Review date: Nov. 12, 2003


Having made his mark as a member of Berlin’s Basic Channel/Chain Reaction collective, Monolake’s Robert Henke has continued to prove himself a force to be reckoned with. Not simply content to remain under the collective’s umbrella, Henke maintains his own label [ml/i], collaborates with Canadian artist Deadbeat as Atlantic Waves, and has spent the two years since the release of 2001’s enthralling, Cinemascope assisting with the development of former Monolake partner, Gerhard Behles’ Live 2 Ableton software for stage performance. At this years Mutek festival, Henke came out of hiding to play a well-received closing night set which showcased his new direction for Monolake; focusing on deep rhythmic flourishes as an extension of his dubient workouts of yore – a route fleshed out in full on Momentum, his first new album in two years.

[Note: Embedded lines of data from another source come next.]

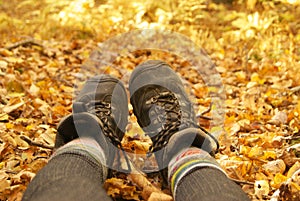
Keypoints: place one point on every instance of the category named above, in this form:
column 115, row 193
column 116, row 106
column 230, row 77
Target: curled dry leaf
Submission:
column 261, row 188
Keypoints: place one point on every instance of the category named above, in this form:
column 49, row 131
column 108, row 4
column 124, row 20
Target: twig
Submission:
column 202, row 114
column 241, row 182
column 295, row 89
column 38, row 144
column 30, row 41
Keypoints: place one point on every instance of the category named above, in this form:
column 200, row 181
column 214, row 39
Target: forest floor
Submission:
column 45, row 56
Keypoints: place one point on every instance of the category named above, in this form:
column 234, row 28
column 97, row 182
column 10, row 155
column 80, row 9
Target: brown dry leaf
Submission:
column 160, row 197
column 147, row 188
column 120, row 188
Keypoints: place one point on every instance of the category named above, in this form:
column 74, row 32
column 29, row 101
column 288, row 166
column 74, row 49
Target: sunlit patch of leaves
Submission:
column 255, row 44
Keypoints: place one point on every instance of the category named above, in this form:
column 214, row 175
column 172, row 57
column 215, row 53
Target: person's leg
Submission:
column 195, row 175
column 86, row 143
column 208, row 184
column 74, row 173
column 183, row 150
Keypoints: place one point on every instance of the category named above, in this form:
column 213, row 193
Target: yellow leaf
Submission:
column 261, row 188
column 9, row 125
column 269, row 155
column 4, row 117
column 293, row 169
column 278, row 180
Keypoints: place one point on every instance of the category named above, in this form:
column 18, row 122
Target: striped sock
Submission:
column 87, row 147
column 186, row 161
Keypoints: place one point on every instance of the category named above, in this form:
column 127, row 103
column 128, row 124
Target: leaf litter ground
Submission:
column 257, row 55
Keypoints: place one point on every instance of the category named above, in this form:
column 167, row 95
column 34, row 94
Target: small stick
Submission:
column 38, row 144
column 241, row 182
column 30, row 41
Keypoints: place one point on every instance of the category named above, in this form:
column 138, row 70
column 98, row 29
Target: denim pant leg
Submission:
column 69, row 176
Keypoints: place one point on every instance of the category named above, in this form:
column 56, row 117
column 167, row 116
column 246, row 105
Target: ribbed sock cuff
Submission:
column 87, row 147
column 186, row 161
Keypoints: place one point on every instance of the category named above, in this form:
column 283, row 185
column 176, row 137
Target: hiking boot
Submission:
column 165, row 113
column 100, row 111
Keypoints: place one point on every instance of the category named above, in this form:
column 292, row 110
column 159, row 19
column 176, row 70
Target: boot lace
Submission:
column 103, row 110
column 174, row 118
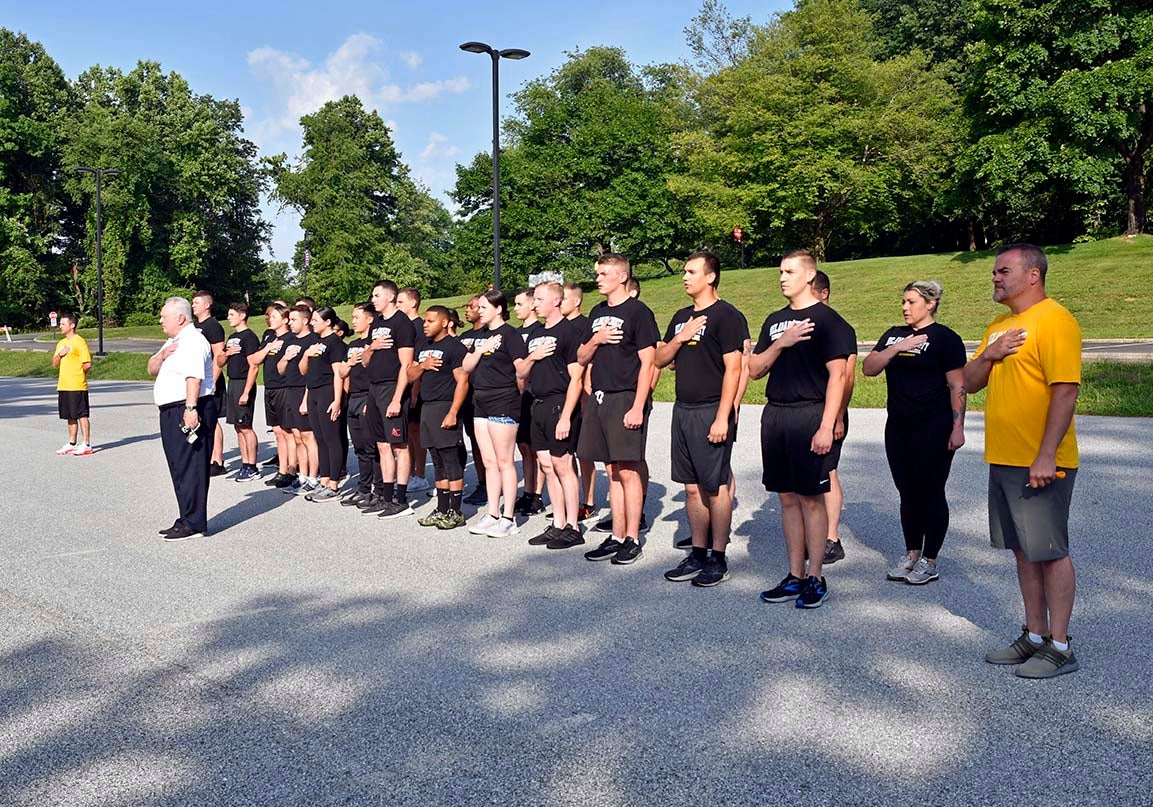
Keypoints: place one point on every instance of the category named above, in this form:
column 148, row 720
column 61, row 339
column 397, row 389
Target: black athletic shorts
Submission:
column 240, row 414
column 289, row 415
column 694, row 459
column 432, row 436
column 545, row 415
column 789, row 462
column 72, row 404
column 603, row 436
column 392, row 430
column 274, row 406
column 525, row 424
column 503, row 402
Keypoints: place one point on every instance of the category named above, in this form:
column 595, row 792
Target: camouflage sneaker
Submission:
column 1018, row 653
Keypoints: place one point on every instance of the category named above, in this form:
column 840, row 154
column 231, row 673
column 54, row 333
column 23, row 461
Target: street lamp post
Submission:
column 99, row 173
column 497, row 55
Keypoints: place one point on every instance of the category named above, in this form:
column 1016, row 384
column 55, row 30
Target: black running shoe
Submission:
column 814, row 593
column 714, row 573
column 566, row 538
column 685, row 571
column 833, row 552
column 628, row 552
column 605, row 551
column 789, row 589
column 544, row 537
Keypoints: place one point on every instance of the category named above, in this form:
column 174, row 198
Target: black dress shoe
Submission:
column 180, row 533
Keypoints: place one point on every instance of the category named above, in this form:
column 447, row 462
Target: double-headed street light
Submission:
column 99, row 173
column 497, row 55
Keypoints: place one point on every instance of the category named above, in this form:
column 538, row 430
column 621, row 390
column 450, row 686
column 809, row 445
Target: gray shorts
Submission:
column 1033, row 520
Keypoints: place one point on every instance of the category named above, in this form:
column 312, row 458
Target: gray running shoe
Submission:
column 1018, row 653
column 901, row 570
column 1049, row 662
column 922, row 572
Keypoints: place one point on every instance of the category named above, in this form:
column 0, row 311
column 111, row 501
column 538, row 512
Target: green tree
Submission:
column 1061, row 100
column 362, row 213
column 815, row 141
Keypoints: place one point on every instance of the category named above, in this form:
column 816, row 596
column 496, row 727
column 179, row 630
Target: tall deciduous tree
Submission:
column 362, row 213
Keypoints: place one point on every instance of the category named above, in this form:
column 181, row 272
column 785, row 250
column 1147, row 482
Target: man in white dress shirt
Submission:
column 188, row 415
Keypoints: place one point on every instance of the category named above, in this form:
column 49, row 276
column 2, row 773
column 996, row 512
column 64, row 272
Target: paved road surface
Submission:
column 304, row 655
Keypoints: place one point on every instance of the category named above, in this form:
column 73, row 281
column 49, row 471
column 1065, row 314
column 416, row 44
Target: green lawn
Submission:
column 1107, row 389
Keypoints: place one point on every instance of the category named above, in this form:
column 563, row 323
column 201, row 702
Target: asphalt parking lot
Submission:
column 308, row 655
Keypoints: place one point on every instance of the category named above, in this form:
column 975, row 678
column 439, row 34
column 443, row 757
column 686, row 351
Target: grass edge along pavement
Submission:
column 1118, row 389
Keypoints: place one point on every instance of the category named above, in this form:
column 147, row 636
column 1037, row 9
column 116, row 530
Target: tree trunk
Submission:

“Cern” opens Momentum with a rush of metallic ping-pong balls bouncing endlessly within a glass tunnel, producing shattering echoes that overlap one another with clinical precision. Just as the ensuing rhythmic patterns approach disarray, a schizophrenic notion grabs hold of the tattered remains with voices conjured from dead radio frequencies. Henke doesn’t let go with “Linear”, pummeling the listener with a 242 bpm parade of rhythmic intensity that churns the voices into robotic nightmare chants. Just as blisters start to form around the ear canal, Monolake return to their familiar soothing waters with “Atomium”, the aural equivalent of tunnel vision. Clattering percussive ticks propel the soothing bassline to generate streams of echo; fans of Hong Kongwill revel in these reverberations. “White II” continues this mining of previous patterns with synth washes that compound a downtempo breakbeat, slowing the disc’s forward momentum, as the track never seems to begin or end.

“Tetris” combines Henke’s experienced subtle ambiance with his newfound love of discordance. Smooth droning plains are transposed with complex scattering tones, resembling a coded language that turns every rhythmic pattern it approaches inside out. The ghosts of forgotten German electronic musicians turn “Excentric” into a backwards Sky Records release by deconstructing its simple melodic framework with each keystroke. The album closing “Credit” is a frozen soundscape a la Thomas Koner, with depth charge bass rumbling beneath a whispering drone. Not since Gobi. The Desert has Henke attempted such an esoteric move.

In the past, Monolake was well known for integrating field recordings into their sound, creating lush symphonics out of an airport’s interior or chronicling the daily soundtrack of a highway mile marker. Their updated version of musique concrete was strikingly distinctive in a genre filled with repetitive clones. With Momentum, Henke has left these devices behind and set out to explore the unfamiliar territory of rhythmic complexity previously dormant within his sound. For those who salivate over their Basic Channel 12”s and are stuck on the salad days of Berlin minimalism, Henke’s progression will infuriate to no end. Momentum may not be the most polished of releases, yet it captures an absorbing portrait of Monolake in midstream.